15 Data Sourcing
(require xiden/source) | package: xiden |
A source is a value that implements gen:source. When used with fetch, a source produces an input port and an estimate of how many bytes that port can produce. Xiden uses sources to read data with safety limits. To tap a source means gaining a reference to the input port and estimate. To exhaust a source means gaining a reference to a contextual error value. We can also say a source is tapped or exhausted.
Note that these terms are linguistic conveniences. There is no value representing a tapped or exhausted state. The only difference is where control ends up in the program, and what references become available as a result of using fetch on a source.
value
=
(-> input-port? (or/c +inf.0 exact-positive-integer?) any/c)
The procedure is given an input port, and an estimate of the maximum number of bytes the port can produce. This estimate could be +inf.0 to allow unlimited reading, provided the user allows this in their configuration.
value
exhaust/c : chaperone-contract? = (-> any/c any/c)
The sole argument to the procedure depends on the source type.
fetch attempts to tap source. If successful, fetch calls tap in tail position, passing the input port and the estimated maximum number of bytes that port is expected to produce.
Otherwise, fetch calls exhaust in tail position using a source-dependent argument.
procedure
(logged-fetch id source tap) → logged?
id : any/c source : source? tap : tap/c
struct
id : any/c errors : (listof $message?)
The computed value of the logged procedure is FAILURE if the source is exhausted. Otherwise, the value is what’s returned from tap.
The log will gain a ($fetch id errors) message, where errors is empty if the fetch is successful.
15.1 Defining Source Types
syntax
(define-source (id [field field-contract] ...) body ...)
On expansion, define-source defines a new structure type using (struct id (field ...)). The type is created with a guard that enforces per-field contracts. Instances implement gen:source.
define-source injects several bindings into the lexical context of body:
%src, %tap, and %fail are each bound to their respective formal argument of fetch.
%fetch is (bind-recursive-fetch %tap %fail).
Each field identifier is bound to a respective value for an instance of the structure type.
To understand how these injected bindings work together, let’s go through a few examples.
Use %tap to fulfil data with an input port and an estimated data length. In the simplest case, you can return constant data.
byte-source uses %tap like so:
(define-source (byte-source [data bytes?]) (%tap (open-input-bytes data) (bytes-length data)))

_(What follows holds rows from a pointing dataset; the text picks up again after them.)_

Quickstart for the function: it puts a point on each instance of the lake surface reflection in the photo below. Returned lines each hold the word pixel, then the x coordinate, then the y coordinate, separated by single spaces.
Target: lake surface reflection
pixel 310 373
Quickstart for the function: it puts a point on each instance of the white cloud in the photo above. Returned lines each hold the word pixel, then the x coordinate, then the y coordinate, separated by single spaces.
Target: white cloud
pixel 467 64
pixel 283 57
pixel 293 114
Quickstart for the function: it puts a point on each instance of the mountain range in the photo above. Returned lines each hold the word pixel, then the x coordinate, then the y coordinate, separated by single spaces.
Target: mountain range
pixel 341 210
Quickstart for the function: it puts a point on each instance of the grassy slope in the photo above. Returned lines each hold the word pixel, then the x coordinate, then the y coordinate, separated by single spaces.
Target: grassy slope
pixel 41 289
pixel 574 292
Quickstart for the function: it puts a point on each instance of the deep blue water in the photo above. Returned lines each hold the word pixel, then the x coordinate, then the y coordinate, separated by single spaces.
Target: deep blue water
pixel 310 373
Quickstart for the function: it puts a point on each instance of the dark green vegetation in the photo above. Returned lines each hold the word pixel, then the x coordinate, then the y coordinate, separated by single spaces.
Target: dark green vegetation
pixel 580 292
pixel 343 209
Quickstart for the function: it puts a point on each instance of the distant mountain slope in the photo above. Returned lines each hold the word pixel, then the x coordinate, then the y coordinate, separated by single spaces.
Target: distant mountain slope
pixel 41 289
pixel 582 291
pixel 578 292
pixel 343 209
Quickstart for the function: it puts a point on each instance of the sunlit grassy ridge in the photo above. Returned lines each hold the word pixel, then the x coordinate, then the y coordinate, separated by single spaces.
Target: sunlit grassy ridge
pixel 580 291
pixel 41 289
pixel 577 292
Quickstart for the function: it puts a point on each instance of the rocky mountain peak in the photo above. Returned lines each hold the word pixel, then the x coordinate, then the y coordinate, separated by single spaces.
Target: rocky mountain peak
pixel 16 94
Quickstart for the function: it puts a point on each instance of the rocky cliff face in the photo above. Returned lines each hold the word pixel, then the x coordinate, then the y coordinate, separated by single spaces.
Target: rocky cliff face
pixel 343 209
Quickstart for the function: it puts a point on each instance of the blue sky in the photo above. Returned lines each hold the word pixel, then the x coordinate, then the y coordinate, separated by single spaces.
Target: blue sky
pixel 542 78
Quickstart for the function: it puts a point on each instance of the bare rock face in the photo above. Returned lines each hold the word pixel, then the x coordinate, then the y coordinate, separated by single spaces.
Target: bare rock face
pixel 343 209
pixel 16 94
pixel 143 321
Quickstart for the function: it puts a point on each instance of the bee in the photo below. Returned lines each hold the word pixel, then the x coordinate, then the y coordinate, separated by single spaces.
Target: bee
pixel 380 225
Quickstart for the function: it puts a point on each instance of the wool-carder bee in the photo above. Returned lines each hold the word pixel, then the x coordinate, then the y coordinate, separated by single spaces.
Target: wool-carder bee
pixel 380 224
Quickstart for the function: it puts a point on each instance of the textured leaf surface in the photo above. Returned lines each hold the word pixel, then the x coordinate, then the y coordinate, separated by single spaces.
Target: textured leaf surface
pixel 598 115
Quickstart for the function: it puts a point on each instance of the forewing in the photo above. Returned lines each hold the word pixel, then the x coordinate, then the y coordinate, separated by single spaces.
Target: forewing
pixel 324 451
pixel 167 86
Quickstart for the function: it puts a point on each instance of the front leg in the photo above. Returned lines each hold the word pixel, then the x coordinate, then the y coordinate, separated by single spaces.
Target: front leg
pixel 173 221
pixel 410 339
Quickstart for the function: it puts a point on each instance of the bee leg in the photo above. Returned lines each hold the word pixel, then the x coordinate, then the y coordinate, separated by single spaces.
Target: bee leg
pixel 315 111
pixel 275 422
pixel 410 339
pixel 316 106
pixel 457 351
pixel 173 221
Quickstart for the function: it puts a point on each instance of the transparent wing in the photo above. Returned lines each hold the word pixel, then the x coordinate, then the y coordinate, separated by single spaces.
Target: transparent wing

Notice that the data is used to both define a data field (where it appears by bytes?) and to reference the value contained in that field (within open-input-bytes and bytes-length).
Use %fail in tail position with error information to indicate a source was exhausted.
file-source uses %fail like so:
(define-source (file-source [path path-string?]) (with-handlers ([exn:fail:filesystem? %fail]) (%tap (open-input-file path) (+ (* 20 1024) (file-size path)))))
Note that %fail is an exhaust/c procedure, so it does not have to be given an exception as an argument.
%fetch is a recursive variant of fetch that uses %tap, but a possibly different exhaust/c procedure. This allows sources to control an entire fetch process and fall back to alternatives.
first-available-source uses a resursive fetch to iterate on available sources until it has none left to check.
(define-source (first-available-source [available (listof source?)] [errors list?]) (if (null? available) (%fail (reverse errors)) (%fetch (car available) (λ (e) (%fetch (first-available-source (cdr available) (cons e errors)) %fail)))))
Finally, %src is just a reference to an instance of the structure containing each field.
procedure
(bind-recursive-fetch %tap %fail)
→ (->* (source?) (exhaust/c) any/c) %tap : tap/c %fail : exhaust/c
15.2 Source Types
struct
(struct exhausted-source (value))
value : any/c
struct
(struct byte-source (data))
data : bytes?
struct
(struct first-available-source (sources errors))
sources : (listof sources?) errors : list?
If all sources for an instance are exhausted, then the instance is exhausted. As sources are visited, errors are functionally accumulated in errors.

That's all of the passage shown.